Prion-Like Proteins Found in Unusual Clots

Embalmers have reported rubbery, elongated blood clots since the COVID-19 pandemic began, phenomena initially dismissed by some but now subject to increasing scientific scrutiny. Researcher Kevin McCairn analysed several of these clots with Raman spectroscopy and RT-QuIC, a test that detects the “seeding” activity typical of prions. His preliminary results suggest the presence of amyloid protein structures – a hallmark of many neurodegenerative diseases – and, more strikingly, proteins exhibiting prion-like functional behavior. The RT-QuIC assay, specifically designed to detect the “seeding” activity characteristic of prions, reportedly showed results indicating high confidence for such activity in the clot samples. McCairn’s research posits a potential link between these clot characteristics and the spike protein of SARS-CoV-2, which could originate from infection or, controversially, from mRNA vaccination. Public health authorities stress that no credible evidence yet ties COVID-19 vaccines to neurodegenerative disease. McCairn’s results await independent verification, which is costly and technically demanding, but the observations raise significant questions. The implications of finding prion-like activity within these unusual clots extend beyond the brain. If spike protein fragments can indeed induce amyloid formation systemically, interacting with blood components like fibrinogen and potentially trapping other elements like hemoglobin and antibodies (as suggested by analysis of these clots), it could represent a novel systemic pathology, perhaps describable as a form of “systemic amyloid clotting.” This differs significantly from traditional CJD, which is primarily neurological, and raises concerns about widespread vascular and organ issues related to persistent, abnormal clot formation that resists normal breakdown processes.

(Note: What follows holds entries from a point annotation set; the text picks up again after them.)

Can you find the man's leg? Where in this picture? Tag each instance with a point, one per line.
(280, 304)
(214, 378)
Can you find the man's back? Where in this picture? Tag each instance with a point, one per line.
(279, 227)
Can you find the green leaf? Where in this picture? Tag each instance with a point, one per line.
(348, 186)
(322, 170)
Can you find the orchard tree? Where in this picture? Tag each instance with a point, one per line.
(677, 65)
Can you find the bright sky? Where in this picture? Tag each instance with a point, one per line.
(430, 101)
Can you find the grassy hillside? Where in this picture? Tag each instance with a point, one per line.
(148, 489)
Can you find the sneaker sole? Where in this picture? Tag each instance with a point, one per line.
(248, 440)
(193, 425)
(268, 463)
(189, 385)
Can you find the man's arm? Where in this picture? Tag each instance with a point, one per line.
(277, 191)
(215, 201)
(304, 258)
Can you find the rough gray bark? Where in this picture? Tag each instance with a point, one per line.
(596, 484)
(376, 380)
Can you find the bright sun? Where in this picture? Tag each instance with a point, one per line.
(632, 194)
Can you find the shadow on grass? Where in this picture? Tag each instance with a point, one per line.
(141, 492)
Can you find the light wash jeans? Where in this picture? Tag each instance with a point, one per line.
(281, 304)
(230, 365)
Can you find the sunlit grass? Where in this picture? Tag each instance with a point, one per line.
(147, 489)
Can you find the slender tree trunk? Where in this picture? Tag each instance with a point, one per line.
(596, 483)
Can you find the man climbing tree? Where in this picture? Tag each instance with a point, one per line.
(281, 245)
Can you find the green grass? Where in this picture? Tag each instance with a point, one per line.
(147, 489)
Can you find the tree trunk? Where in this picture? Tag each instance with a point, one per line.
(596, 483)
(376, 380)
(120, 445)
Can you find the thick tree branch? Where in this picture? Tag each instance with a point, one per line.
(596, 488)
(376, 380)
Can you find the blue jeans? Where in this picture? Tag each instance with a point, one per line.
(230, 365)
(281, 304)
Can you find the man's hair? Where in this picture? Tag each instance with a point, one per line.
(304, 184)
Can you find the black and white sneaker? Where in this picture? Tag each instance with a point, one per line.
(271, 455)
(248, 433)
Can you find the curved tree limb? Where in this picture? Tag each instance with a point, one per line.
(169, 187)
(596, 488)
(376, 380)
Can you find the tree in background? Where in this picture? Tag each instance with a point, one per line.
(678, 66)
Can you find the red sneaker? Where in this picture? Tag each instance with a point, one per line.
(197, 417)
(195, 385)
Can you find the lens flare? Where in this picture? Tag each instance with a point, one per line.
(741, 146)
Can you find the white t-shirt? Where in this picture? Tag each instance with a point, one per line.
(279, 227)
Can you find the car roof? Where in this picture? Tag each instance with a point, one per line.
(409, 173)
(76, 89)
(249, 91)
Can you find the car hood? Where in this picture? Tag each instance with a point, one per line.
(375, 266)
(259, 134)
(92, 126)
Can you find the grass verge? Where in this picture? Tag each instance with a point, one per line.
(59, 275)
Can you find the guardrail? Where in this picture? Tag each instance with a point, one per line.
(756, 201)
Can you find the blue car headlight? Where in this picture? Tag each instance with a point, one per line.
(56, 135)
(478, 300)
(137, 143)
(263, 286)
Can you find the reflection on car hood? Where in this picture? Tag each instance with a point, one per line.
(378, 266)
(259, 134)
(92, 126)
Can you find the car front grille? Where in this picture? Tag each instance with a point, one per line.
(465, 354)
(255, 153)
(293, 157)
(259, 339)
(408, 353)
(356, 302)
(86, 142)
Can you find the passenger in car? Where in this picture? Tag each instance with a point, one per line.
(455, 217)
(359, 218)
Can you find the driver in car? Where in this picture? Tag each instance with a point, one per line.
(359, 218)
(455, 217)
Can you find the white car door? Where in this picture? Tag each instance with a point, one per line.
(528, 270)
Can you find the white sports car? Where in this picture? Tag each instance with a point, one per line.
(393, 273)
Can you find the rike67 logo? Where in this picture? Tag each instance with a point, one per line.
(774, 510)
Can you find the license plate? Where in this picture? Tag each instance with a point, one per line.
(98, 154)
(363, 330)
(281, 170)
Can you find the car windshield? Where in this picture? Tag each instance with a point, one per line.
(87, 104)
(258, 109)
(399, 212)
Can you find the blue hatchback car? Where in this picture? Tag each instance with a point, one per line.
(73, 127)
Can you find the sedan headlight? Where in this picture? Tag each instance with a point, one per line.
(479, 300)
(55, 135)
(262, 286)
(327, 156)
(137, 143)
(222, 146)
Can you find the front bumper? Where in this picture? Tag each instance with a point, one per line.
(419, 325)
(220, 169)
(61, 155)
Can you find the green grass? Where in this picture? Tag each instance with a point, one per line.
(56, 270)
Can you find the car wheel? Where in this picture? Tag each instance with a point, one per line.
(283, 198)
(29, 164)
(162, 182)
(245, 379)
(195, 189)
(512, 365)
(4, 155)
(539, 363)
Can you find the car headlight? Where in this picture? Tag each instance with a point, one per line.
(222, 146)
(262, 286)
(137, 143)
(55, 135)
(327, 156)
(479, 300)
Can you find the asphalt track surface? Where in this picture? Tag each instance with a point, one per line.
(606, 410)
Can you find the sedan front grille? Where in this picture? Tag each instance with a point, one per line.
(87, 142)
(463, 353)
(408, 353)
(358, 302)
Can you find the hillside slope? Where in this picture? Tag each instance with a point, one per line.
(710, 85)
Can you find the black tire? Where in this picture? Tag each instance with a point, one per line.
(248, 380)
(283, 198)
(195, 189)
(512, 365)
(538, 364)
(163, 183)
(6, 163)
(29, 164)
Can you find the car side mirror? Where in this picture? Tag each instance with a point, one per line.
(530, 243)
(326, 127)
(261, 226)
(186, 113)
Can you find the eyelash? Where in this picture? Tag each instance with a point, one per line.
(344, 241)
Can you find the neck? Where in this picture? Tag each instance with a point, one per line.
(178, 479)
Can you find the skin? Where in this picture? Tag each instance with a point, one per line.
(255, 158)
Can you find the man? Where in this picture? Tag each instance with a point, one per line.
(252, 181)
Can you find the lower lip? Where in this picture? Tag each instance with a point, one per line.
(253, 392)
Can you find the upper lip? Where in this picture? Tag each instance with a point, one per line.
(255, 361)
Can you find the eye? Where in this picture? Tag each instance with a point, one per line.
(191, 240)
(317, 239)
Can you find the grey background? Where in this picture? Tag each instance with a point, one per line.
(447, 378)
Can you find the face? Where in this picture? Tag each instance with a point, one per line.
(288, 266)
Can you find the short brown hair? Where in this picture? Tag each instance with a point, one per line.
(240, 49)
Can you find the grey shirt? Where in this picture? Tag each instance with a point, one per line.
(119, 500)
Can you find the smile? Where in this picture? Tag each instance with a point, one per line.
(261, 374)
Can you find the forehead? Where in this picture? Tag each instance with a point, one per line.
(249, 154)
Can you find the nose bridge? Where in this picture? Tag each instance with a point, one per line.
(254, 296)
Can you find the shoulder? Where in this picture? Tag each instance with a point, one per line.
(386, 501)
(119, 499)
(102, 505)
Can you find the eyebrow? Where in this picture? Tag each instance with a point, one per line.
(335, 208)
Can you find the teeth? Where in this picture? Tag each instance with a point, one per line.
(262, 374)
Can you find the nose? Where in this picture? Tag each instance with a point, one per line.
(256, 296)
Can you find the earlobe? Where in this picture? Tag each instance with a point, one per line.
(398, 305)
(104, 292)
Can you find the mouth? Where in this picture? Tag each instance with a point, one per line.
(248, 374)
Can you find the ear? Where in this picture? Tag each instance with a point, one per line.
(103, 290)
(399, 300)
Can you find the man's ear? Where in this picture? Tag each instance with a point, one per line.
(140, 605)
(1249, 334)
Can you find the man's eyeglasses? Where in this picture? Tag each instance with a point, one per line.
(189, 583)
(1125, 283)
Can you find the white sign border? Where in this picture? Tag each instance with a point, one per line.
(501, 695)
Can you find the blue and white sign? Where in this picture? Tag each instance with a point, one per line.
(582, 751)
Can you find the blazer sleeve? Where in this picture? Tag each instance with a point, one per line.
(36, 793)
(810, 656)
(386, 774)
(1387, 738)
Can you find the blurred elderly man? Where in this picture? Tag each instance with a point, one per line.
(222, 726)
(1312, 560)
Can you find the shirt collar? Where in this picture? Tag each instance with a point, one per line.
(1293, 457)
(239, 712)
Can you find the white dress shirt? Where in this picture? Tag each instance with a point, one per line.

Navigating Uncertainty: Why Rigorous Investigation Matters

The intersection of long-known prion biology, COVID-19 inflammation, spike-protein fragments and amyloid-rich clots sketches a complex, unsettling landscape. Prion diseases are currently untreatable once symptoms emerge. If prion-like protein structures are indeed forming systemically, as McCairn’s research and related hypotheses suggest, the implications could be far-reaching. Confronting these possibilities should be framed not as fearmongering, but as due diligence. “Risk mitigation means that you have to consider the worst outcomes,” Dr. McMillan states, adding a stark warning: “We must stop thinking of CJD as rare and random. In a world of persistent spike proteins, prion disease may no longer be a distant threat but an urgent signal.” The next step is urgent, independent research. Key questions include:

1. Mechanism – Are inflammation or spike fragments genuinely driving prion misfolding, or merely hastening an existing process?
2. Surveillance – Should RT-QuIC testing extend to unexplained rapid dementias and to these atypical clots?
3. Replication – Will larger, blinded studies confirm McCairn’s findings?
4. Genetics – Does codon 129 genotyping help identify those at greatest risk?

Causation is unproven, but the possibility warrants serious scrutiny. Ignoring early, even uncomfortable, signals could delay vital discoveries, and leave us unprepared for threats we might yet prevent.